Behind the Scenes: Bacardi Inspired Rum Tales

I took over as Series Producer on Ultimate Factories early this spring. And to be honest, I was a bit nervous. I'm not a car fanatic... I don't really know the difference between an SUV and a sedan. And, it seemed, most episodes in the series were car stories.

Luckily this year we'd decided to branch out a bit. And one of the ideas was the Bacardi Factory in San Juan, Puerto Rico.

I was excited. Okay, first I admit: location, location, location. I love San Juan. And second? Well, I happen to love British Naval history. And that means I know a lot of stories about rum... whether true or not, I can't tell you.

So for example, rum is the key ingredient in all sorts of famous cocktails - the mojito, cuba libre, and caipirinha. But, for me, the first cocktail was sailor's "grog" - one part rum, two parts water and lime juice.
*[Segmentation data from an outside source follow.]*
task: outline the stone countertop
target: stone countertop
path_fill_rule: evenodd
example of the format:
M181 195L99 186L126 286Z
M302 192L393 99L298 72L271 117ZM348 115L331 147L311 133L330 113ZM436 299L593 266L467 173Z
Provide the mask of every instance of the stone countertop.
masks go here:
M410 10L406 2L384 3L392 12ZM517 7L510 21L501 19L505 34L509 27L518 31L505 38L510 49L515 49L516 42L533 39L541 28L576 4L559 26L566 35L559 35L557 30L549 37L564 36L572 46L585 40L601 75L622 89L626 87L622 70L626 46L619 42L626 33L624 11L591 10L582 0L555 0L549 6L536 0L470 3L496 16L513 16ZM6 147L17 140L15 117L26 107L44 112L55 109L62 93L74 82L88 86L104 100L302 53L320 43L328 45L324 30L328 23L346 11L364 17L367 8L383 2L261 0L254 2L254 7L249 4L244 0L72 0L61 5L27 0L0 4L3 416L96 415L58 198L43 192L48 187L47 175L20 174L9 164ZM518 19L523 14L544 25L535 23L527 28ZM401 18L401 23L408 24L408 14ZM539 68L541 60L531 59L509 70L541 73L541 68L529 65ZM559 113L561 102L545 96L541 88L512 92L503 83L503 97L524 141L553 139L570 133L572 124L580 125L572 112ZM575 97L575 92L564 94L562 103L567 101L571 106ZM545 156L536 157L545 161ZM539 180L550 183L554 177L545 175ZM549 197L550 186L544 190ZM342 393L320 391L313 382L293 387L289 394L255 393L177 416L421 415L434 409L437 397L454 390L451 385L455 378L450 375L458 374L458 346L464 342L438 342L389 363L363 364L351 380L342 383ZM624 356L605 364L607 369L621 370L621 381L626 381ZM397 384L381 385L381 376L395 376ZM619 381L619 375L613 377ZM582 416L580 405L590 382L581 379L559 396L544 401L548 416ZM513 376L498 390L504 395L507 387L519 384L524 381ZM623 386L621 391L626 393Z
Its origin goes back to a British Navy admiral trying to get his sailors to hydrate. After days at sea, fresh water starts to stagnate and tastes foul. So, according to some accounts, a certain Vice-Admiral Vernon decided to mix it with the men's daily ration of rum - every mariner got a half pint a day - ensuring they drank a quota of water. And it turns out that by adding lime juice to the mix (also to disguise the stagnant water taste) the Navy inadvertently discovered a cure for scurvy.

There's another version of this story though - namely that Vice-Admiral Vernon ordered the rum mixed with water to reduce drunkenness. Too many of his men were apparently "three sheets to the wind".

FYI, the British Navy served grog right up to 1970 - the day the final rum ration was served is known as "Black Tot Day".

Another gruesome rum tale is the story of Admiral Lord Nelson. The story goes that when he was killed at Trafalgar, his men put him in a coffin and filled it with rum to preserve the body until they got back to land.  Alas, the sailors got at it.  And when the coffin was opened weeks later, it was dry. Some accounts claim it was brandy, not rum!

I also enjoy telling anyone who'll listen the origin of the term "proof." As mentioned, sailors were entitled to a ration of rum a day. Which meant if a Captain was short-changing the crew by watering down the rum too much, he was cheating his men.  SO they had the right to ask him to "prove" the rum. This was done by pouring grog onto gun-powder, then setting a match to it.  If it flared it was good. If it didn't... mutiny!

Have to say as part of the show, I experimented with rum and gunpowder with no success. So this story may also be a bit short on fact!

One final thought for the U.S. audience. I also love this bit of revisionist, and quite possibly apocryphal history: namely, that Paul Revere never meant to go riding through the country shouting out that the British were coming. In fact, it was meant to be a stealth mission, but en route he stopped in Medford, then the rum making capital of America and was treated to hospitality by Captain Isaac Hall, militiaman...and distiller. End result - a very loud and drunken Revere shouting at the top of his lungs at 4:30 a.m.